ガルスは、はてなと首を傾げながら空色の燐光を放つ剣を――クロードに視線を向ける。
『初めまして。私はこの施設の管理AI、CL-4UD3と言います――クロードと呼んでください』
クロードの自己紹介に、ガルスは混乱と納得が入り混じったような表情を浮かべた。そしてすぐに、姿勢を正す。

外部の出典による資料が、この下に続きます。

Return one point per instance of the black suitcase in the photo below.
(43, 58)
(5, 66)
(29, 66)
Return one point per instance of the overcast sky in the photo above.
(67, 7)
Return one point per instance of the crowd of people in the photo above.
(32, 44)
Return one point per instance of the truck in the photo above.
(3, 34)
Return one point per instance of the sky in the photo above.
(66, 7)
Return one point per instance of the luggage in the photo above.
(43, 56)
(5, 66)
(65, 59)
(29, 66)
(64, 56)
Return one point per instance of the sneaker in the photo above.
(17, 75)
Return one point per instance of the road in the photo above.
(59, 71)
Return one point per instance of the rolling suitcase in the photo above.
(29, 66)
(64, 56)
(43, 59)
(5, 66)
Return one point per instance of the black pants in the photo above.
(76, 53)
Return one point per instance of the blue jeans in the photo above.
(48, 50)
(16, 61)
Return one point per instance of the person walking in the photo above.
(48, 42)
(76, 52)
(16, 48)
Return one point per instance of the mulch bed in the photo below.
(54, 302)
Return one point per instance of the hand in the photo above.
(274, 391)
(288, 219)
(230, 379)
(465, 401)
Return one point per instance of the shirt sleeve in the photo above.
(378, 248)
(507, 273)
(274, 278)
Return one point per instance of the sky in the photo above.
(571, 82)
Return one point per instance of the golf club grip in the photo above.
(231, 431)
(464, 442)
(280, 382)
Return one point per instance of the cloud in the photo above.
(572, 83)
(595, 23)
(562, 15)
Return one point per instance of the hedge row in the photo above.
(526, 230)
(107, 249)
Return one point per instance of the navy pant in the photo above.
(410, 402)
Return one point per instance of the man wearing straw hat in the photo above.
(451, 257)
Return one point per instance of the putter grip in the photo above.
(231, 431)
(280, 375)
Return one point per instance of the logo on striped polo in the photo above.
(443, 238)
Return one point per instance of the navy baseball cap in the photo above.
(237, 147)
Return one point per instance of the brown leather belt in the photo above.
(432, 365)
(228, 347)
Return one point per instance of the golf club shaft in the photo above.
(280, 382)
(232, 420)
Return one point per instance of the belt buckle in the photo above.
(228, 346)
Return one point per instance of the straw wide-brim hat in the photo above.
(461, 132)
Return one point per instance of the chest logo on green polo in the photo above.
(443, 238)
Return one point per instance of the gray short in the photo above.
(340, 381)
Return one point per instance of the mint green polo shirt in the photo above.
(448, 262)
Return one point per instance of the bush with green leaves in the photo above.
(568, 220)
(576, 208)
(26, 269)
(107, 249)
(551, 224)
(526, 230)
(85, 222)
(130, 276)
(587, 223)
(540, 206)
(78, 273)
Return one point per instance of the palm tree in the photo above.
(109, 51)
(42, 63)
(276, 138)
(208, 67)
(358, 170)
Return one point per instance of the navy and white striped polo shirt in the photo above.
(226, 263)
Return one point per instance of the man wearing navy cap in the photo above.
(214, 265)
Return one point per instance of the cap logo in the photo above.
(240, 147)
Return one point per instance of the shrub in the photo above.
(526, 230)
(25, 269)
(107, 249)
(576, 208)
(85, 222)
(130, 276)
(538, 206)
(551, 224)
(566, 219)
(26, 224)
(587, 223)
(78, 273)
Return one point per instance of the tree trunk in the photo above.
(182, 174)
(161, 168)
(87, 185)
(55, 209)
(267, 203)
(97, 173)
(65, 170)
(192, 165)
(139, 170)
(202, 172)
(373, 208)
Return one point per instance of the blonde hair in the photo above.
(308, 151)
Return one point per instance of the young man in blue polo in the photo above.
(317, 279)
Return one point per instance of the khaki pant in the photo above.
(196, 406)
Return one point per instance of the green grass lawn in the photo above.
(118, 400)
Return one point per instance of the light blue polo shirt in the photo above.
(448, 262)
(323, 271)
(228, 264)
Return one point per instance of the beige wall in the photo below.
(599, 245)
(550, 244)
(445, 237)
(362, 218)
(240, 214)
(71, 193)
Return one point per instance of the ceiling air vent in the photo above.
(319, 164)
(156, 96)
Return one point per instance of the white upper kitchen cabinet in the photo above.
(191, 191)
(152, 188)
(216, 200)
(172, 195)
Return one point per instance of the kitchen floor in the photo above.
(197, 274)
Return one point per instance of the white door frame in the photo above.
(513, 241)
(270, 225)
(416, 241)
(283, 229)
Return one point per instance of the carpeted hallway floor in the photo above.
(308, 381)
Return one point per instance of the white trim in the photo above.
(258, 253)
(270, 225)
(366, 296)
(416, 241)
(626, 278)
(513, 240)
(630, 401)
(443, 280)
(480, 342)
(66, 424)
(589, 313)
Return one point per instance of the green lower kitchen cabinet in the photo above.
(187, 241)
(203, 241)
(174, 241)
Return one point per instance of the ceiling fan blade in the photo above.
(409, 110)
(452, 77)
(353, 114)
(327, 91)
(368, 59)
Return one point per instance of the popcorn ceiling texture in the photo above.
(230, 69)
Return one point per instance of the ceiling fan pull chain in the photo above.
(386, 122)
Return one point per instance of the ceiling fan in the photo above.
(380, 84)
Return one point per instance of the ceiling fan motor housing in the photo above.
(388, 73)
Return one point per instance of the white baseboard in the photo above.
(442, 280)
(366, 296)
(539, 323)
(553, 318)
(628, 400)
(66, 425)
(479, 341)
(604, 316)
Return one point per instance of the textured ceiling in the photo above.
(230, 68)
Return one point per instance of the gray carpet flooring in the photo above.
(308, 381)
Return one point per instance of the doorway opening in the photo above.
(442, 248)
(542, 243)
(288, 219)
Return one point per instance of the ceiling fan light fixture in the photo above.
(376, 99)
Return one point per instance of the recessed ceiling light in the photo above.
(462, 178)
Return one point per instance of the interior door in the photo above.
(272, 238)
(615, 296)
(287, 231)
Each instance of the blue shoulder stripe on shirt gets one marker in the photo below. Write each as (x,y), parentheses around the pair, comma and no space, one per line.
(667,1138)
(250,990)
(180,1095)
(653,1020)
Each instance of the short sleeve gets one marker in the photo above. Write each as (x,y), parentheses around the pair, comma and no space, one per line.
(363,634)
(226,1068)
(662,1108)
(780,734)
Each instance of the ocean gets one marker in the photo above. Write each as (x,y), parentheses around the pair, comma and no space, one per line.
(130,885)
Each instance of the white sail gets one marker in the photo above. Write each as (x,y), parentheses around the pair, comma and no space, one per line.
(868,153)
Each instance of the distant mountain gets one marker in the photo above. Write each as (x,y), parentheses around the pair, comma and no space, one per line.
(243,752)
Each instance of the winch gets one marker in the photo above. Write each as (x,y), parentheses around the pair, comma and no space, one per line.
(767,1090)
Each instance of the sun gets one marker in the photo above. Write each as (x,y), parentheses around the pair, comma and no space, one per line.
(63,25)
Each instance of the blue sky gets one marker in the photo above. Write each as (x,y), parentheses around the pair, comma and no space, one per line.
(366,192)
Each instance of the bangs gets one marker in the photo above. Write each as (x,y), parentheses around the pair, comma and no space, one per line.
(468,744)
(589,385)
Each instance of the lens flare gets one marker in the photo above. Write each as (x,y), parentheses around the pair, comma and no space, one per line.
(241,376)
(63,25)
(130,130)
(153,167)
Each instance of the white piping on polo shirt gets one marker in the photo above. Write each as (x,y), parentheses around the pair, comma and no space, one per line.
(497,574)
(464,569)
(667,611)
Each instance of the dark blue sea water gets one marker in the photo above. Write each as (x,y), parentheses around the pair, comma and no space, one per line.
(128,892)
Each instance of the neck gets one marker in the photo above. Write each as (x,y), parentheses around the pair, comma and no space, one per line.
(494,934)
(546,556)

「お、おお――剣に宿ったAIってのは初めて見たから分からなかったよ。すまん。冒険者のガルスだ。愛称は無いから、そのままガルスって呼んでくれ」
『はい、よろしくお願いします』
「おう。よろしくな、クロード」
『――』
自然な感じで振られる手には、歓迎しているという雰囲気があった。
ガルスのその仕草に、クロードの言葉がしばし止まる。
「……なんだ。俺、まずい事言ったの?」
「いや。旧文明って挨拶の文化がなかったらしいから、多分驚いてるんだろ」
「え、マジかよ」
『――それはニルの冗談ですよ、ガルス。感動していたのは本当ですが』
クロードは、若干不安そうなガルスを揶揄うニルの言葉に訂正を入れる。
「お前なぁ…… こんな時ぐらい真面目にしろよ。とりあえず、仲間が増えたって認識で良いよな?」
「そんな感じで頼む。とりあえず、話は移動しながらってことで良いか?」
「なんだよ、出口が分かるのか?」
「俺じゃなくてクロードがな」
コツンとニルが剣の柄を叩くと、クロードは『お任せください』と言葉を返す。
『口頭でしか説明できませんが、脱出経路は幾つか指示できます』
「お、ならこれが使えるか?」
クロードの言葉に、ガルスが地図を広げる。
「この近くにでかい広場があった」
『おそらくメインホールです。そこを抜ければ脱出できます』
ガルスの説明にクロードが自然な感じで補足を加えと、彼は「多分それだ」と頷く。
「メインホールまでは、あとはこの通路を抜ければ着く。外へ脱出できるなら、さっさと移動しちまおう」
『外、ですか』
クロードの声がわずかに弾み、それにニルが言葉を続ける。
「そうだな。とりあえずメインホールまで行こう。クロード、お前が見たがってた太陽も、そこでなら――」
『――いえ』
ニルの言葉を、クロードが遮る。
『太陽は、最後で構いません。まずは、施設から無事に脱出することを優先しましょう』
「そうか? まあ、お前がそう言うなら」
ニルは少し意外そうにしながらも、クロードの言葉を受け入れた。
『――皆で一緒に見たいのです。ニルも、ガルスも』
「なるほど、そりゃ良い考えだな」
ガルスが笑って答える。
「じゃあ、さっさと脱出しようぜ。外で思いっきり太陽を見よう」
『はい。楽しみにしています』
三人は、メインホールへと向かって歩き出した。